Safety and Side Effects

Valerian is generally considered safe for short-to-medium-term use. The side effects that do occur tend to be mild: daytime drowsiness, headache, dizziness, digestive upset, and occasionally a bitter aftertaste. These are reported infrequently in clinical trials, and dropout rates due to side effects are typically no different from placebo groups.

There are two important safety concerns worth knowing about. First, rare cases of liver toxicity have been reported in women using valerian products, though symptoms resolved after they stopped taking it. If you have existing liver or pancreatic disease, valerian is generally not recommended. Second, valerian can interact with sedative medications. In animal studies, it prolonged the effects of barbiturates, and case reports suggest it may have additive effects with benzodiazepines.

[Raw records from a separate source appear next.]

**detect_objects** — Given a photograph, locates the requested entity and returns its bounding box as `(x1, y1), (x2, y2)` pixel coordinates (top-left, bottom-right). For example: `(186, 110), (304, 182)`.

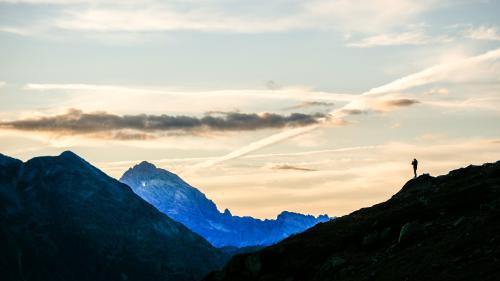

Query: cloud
(0, 0), (438, 33)
(271, 164), (317, 172)
(283, 101), (335, 110)
(364, 49), (500, 95)
(0, 109), (324, 137)
(23, 83), (356, 101)
(465, 25), (500, 41)
(192, 49), (500, 169)
(347, 30), (453, 48)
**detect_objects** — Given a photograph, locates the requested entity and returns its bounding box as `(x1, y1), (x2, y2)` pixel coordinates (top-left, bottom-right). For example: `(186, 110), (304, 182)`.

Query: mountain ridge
(120, 161), (330, 247)
(0, 152), (227, 281)
(205, 161), (500, 281)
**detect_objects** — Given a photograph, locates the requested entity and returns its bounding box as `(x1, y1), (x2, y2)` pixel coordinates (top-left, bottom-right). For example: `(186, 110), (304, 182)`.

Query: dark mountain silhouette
(205, 161), (500, 281)
(120, 162), (330, 246)
(0, 152), (226, 280)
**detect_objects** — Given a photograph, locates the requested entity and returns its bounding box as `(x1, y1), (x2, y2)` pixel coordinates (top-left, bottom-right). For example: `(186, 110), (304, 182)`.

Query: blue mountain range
(120, 162), (330, 247)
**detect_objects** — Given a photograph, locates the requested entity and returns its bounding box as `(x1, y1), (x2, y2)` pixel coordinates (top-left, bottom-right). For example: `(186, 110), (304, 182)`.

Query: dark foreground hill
(120, 162), (330, 247)
(0, 152), (225, 281)
(206, 162), (500, 281)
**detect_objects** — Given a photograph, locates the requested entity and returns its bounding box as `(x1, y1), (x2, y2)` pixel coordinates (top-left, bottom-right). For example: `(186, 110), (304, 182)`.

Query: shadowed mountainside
(120, 162), (330, 247)
(0, 152), (226, 281)
(205, 161), (500, 281)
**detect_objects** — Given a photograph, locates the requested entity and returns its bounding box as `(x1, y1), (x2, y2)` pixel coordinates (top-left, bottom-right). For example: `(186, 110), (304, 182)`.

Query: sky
(0, 0), (500, 218)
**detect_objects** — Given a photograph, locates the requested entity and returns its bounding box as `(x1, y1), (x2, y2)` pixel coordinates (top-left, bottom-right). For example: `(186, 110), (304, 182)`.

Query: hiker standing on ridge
(411, 158), (418, 178)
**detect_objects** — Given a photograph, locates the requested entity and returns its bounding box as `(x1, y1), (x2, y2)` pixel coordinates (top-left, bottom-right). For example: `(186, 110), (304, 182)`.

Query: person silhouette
(411, 158), (418, 178)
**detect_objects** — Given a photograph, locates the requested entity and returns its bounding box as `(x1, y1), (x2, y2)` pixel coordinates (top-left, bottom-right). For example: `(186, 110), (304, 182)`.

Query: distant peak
(134, 161), (156, 169)
(59, 150), (85, 161)
(224, 208), (232, 216)
(277, 211), (306, 220)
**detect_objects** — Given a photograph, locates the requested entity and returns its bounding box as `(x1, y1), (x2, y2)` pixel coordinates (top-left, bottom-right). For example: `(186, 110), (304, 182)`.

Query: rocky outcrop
(120, 162), (330, 247)
(0, 152), (226, 281)
(205, 162), (500, 281)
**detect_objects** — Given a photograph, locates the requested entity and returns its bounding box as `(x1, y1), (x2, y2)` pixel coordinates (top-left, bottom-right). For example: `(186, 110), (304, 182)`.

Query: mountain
(120, 162), (330, 247)
(205, 161), (500, 281)
(0, 152), (226, 281)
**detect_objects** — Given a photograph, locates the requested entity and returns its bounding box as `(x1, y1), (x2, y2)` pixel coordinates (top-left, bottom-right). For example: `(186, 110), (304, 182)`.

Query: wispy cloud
(283, 101), (335, 110)
(347, 30), (453, 48)
(465, 25), (500, 41)
(23, 83), (356, 102)
(192, 49), (500, 169)
(0, 0), (438, 33)
(271, 164), (317, 172)
(0, 109), (324, 137)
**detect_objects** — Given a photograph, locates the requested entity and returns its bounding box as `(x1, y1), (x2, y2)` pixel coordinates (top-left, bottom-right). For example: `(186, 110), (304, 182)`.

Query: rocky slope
(0, 152), (226, 281)
(120, 162), (330, 247)
(205, 162), (500, 281)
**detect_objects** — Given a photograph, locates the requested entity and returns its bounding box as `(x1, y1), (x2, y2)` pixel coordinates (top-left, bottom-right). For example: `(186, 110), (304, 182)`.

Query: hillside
(205, 162), (500, 281)
(0, 152), (226, 281)
(120, 162), (330, 247)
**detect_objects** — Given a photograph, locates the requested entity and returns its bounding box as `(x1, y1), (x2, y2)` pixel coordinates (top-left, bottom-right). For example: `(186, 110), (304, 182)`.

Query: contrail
(191, 48), (500, 169)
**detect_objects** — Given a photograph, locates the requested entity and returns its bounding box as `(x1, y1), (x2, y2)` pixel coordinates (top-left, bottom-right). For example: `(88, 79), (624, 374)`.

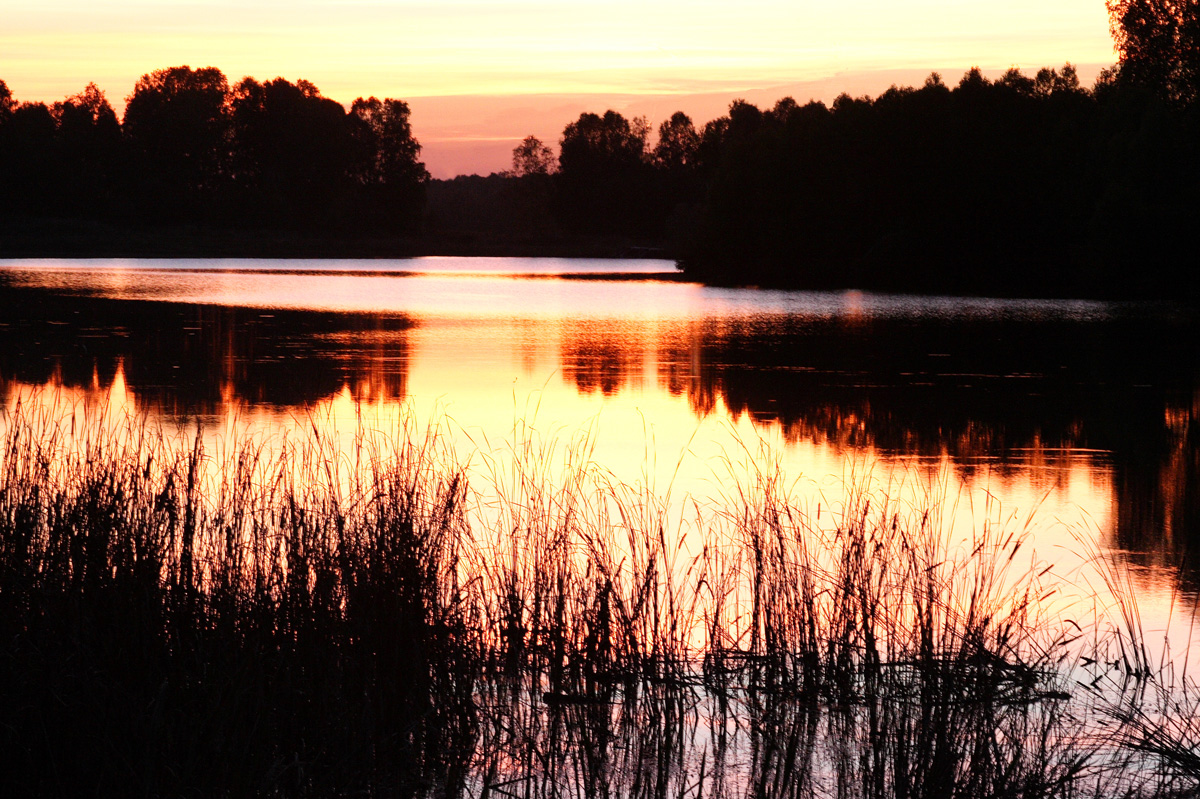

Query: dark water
(0, 259), (1200, 601)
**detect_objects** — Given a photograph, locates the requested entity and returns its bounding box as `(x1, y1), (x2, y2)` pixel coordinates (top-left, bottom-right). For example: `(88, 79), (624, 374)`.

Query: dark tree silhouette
(350, 97), (430, 232)
(1106, 0), (1200, 104)
(124, 66), (230, 221)
(558, 110), (662, 234)
(50, 83), (121, 217)
(232, 78), (355, 228)
(512, 136), (556, 178)
(654, 112), (700, 170)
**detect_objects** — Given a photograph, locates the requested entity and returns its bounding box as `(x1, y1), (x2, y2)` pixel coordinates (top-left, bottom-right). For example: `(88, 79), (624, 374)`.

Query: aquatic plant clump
(0, 401), (1200, 797)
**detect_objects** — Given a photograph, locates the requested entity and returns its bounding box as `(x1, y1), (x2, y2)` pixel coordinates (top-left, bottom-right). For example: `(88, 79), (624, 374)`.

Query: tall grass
(0, 395), (1194, 799)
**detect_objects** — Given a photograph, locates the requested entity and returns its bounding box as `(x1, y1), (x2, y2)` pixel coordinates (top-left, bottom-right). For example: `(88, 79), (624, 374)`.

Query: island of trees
(0, 0), (1200, 298)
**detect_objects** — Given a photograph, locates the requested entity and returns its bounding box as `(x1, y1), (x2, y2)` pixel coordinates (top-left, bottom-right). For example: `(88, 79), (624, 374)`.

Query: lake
(0, 258), (1200, 793)
(0, 258), (1200, 583)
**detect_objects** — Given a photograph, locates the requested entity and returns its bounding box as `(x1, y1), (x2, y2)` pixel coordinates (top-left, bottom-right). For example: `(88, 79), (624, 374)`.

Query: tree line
(0, 0), (1200, 298)
(0, 66), (428, 233)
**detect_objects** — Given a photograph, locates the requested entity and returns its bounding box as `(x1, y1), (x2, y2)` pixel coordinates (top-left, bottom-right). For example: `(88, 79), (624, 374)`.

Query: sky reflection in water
(0, 258), (1200, 652)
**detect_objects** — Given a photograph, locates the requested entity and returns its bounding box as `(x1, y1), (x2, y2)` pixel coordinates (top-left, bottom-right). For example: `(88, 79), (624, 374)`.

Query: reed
(0, 402), (1196, 799)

If you’re taking any prescription sedative, anti-anxiety medication, or anti-seizure drug, combining it with valerian could amplify drowsiness or other central nervous system effects in unpredictable ways.

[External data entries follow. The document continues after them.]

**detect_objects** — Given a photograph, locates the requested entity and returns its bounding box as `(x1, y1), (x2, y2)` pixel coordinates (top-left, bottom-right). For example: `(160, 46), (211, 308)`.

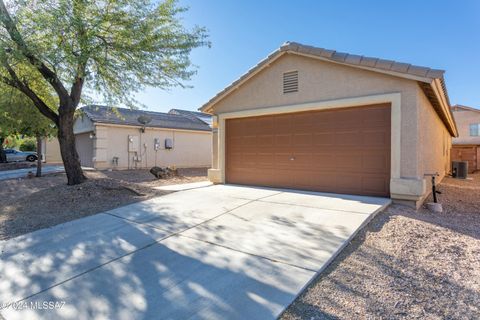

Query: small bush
(20, 138), (37, 151)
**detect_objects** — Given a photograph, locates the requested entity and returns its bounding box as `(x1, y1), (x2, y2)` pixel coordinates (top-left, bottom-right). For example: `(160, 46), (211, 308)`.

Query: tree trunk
(58, 110), (86, 185)
(0, 137), (7, 163)
(36, 134), (43, 178)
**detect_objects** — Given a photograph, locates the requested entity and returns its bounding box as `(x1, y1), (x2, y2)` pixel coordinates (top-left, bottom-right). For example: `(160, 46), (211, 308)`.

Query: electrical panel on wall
(128, 136), (139, 152)
(153, 138), (160, 151)
(165, 138), (173, 149)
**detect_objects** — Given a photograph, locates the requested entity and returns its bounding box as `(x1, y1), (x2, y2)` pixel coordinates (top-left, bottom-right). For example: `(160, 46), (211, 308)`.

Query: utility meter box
(165, 138), (173, 149)
(153, 138), (160, 151)
(128, 136), (139, 152)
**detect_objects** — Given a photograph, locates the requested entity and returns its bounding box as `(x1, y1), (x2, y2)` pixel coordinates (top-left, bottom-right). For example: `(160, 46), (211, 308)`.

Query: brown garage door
(226, 104), (390, 196)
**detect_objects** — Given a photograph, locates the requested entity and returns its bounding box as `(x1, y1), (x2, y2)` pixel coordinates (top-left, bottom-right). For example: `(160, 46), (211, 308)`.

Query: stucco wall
(75, 132), (93, 167)
(43, 137), (63, 163)
(214, 54), (423, 179)
(95, 125), (212, 169)
(73, 115), (94, 134)
(417, 88), (452, 192)
(452, 109), (480, 144)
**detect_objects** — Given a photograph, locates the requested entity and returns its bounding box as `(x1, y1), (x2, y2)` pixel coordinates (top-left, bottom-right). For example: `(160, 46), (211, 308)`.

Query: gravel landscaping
(280, 173), (480, 320)
(0, 168), (207, 240)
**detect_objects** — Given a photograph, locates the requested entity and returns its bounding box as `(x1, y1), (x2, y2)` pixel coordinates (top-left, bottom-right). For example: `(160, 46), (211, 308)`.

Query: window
(283, 71), (298, 93)
(470, 123), (480, 137)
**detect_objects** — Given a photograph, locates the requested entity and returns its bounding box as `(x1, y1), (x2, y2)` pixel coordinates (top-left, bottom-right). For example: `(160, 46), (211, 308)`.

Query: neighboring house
(452, 104), (480, 173)
(200, 43), (457, 207)
(67, 106), (212, 169)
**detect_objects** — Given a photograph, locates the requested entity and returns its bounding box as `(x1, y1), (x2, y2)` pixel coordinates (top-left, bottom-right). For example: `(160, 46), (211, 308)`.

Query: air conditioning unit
(452, 161), (468, 179)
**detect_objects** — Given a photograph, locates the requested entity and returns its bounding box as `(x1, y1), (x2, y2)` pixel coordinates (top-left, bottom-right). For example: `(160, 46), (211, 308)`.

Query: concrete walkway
(0, 185), (390, 320)
(0, 165), (65, 181)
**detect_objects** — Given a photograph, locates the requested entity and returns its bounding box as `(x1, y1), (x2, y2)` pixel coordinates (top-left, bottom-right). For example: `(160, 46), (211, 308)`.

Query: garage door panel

Alcohol falls into this same category. Since both alcohol and valerian enhance GABA activity, using them together could increase sedation beyond what either would produce alone.

What to Realistically Expect

Valerian root occupies an honest middle ground in herbal medicine: it has a plausible mechanism of action, a long history of use, and clinical data that leans positive for sleep without being conclusive. It’s not a knockout sedative. People who benefit from it most often describe a subtle improvement in sleep quality that builds over one to two weeks of consistent use rather than a dramatic effect on the first night.

For anxiety and hot flashes, the evidence is thinner but not absent. If you’re drawn to trying valerian, stick to the 300 to 600 milligram range of standardized extract, take it daily rather than sporadically, and give it at least two weeks before deciding whether it’s helping. The supplement market is unregulated, so choosing a product from a brand that uses third-party testing helps ensure you’re actually getting what the label says.